Pretty much everything you've described here is the training that I implement with my 11 month old boy. What's also controversial is the notion that outing a young dog in bitework (provided it understands the out properly) kills drive. If the dog knows it's going to be rewarded with another bite for his out then how does this kill it's drive?


----------



## Geoff Empey (Jan 8, 2008)

Samuel Gibson said:


> Pretty much everything you've described here is the training that I implement with my 11 month old boy. What's also controversial is the notion that outing a young dog in bitework (provided it understands the out properly) kills drive. If the dog knows it's going to be rewarded with another bite for his out then how does this kill it's drive?


You never said that you were going to reward with another bite. You specifically said


> Assuming the dog knows the out command should we simply tell him out him and tell him "we're done" or should we out him and build his drive back up by holding the item away from him and causing frustration for a bite and then put the item away and tell him "we're done" and simply end the session?


I agree you always should trade something for something in the beginning of building a dog. So if you do specifically out a dog and end a session like you describe, you have just punished your out. You might be able to get away with it at first, but IMO over a short period this will reinforce slow outs. Think about it from the dogs POV. _"My handler outs me .. pulls me away from the HA .. and puts me back in the car. Hmmmmm screw it, next time I will not let go" 
_
Rewarding for outs with an other bite and building fast speedy outs, is a whole new thread.  Has nothing IMO to do with when/how to end a bite session in the beginning stages.


----------



## Samuel Gibson (Jun 25, 2014)

Geoff Empey said:


> You never said that you were going to reward with another bite. You specifically said I agree you always should trade something for something in the beginning of building a dog. So if you do specifically out a dog and end a session like you describe, you have just punished your out. You might be able to get away with it at first, but IMO over a short period this will reinforce slow outs. Think about it from the dogs POV. _"My handler outs me .. pulls me away from the HA .. and puts me back in the car. Hmmmmm screw it, next time I will not let go"
> _
> Rewarding for outs with an other bite and building fast speedy outs, is a whole new thread.  Has nothing IMO to do with when/how to end a bite session in the beginning stages.

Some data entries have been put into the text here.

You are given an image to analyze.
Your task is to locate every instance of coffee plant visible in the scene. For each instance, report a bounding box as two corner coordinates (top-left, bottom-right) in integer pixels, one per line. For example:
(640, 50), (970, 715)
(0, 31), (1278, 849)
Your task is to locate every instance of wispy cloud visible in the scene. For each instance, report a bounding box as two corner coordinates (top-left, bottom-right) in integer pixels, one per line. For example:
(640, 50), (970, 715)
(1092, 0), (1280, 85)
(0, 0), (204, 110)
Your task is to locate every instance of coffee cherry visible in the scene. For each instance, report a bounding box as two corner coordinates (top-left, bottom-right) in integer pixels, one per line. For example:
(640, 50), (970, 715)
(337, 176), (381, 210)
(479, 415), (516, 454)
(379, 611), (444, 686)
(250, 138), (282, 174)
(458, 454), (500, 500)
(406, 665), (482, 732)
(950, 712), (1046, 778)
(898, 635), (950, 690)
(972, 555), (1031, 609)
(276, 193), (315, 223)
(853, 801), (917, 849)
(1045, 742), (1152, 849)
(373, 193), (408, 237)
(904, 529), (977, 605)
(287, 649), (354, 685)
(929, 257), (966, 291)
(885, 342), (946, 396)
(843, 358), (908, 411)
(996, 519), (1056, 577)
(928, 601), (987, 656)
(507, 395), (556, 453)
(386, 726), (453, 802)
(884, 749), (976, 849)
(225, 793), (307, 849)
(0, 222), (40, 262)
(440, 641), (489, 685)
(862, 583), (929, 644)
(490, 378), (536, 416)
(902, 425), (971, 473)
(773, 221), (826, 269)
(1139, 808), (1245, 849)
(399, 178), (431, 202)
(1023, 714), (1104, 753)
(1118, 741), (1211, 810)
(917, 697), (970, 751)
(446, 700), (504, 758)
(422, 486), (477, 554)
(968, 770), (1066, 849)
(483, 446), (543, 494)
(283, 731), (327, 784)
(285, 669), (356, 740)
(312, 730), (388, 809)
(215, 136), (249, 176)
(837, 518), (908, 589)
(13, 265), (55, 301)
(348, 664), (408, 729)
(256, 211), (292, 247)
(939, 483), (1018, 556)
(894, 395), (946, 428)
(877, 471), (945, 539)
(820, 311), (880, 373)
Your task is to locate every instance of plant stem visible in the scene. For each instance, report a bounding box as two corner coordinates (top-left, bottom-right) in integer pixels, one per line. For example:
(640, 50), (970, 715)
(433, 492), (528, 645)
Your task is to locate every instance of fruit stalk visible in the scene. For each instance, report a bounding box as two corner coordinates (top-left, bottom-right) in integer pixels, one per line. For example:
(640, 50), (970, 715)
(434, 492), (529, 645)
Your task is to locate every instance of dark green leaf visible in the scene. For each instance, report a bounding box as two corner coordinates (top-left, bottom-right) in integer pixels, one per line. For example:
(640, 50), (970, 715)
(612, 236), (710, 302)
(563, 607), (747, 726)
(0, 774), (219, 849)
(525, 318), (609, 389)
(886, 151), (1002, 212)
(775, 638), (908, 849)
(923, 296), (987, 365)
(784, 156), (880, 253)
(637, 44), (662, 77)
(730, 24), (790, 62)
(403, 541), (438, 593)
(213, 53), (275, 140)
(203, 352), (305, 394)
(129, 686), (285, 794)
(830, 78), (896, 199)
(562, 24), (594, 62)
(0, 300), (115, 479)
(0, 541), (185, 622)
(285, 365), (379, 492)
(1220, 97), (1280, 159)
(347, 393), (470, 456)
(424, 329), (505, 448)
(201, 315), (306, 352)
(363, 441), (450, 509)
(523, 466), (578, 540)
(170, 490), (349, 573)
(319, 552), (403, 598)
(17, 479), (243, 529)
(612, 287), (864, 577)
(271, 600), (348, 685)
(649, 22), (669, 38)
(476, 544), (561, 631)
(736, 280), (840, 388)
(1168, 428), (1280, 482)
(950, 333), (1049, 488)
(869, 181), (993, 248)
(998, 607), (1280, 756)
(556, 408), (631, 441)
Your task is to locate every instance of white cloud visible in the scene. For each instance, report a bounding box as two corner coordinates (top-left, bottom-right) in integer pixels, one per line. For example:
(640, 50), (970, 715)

Yeah sorry, it was a misunderstanding on my part. I was just putting the whole "out" idea out there for you to comment on specifically referring to outing DURING a session and rewarding the dog with a fast bite. I've been told by some people that doing outs during a session with a young dog can kill it's drive but I never really understood this and you're right it's a completely new thread. I agree with you with never outing at the end of the session and finishing bite work that way!


----------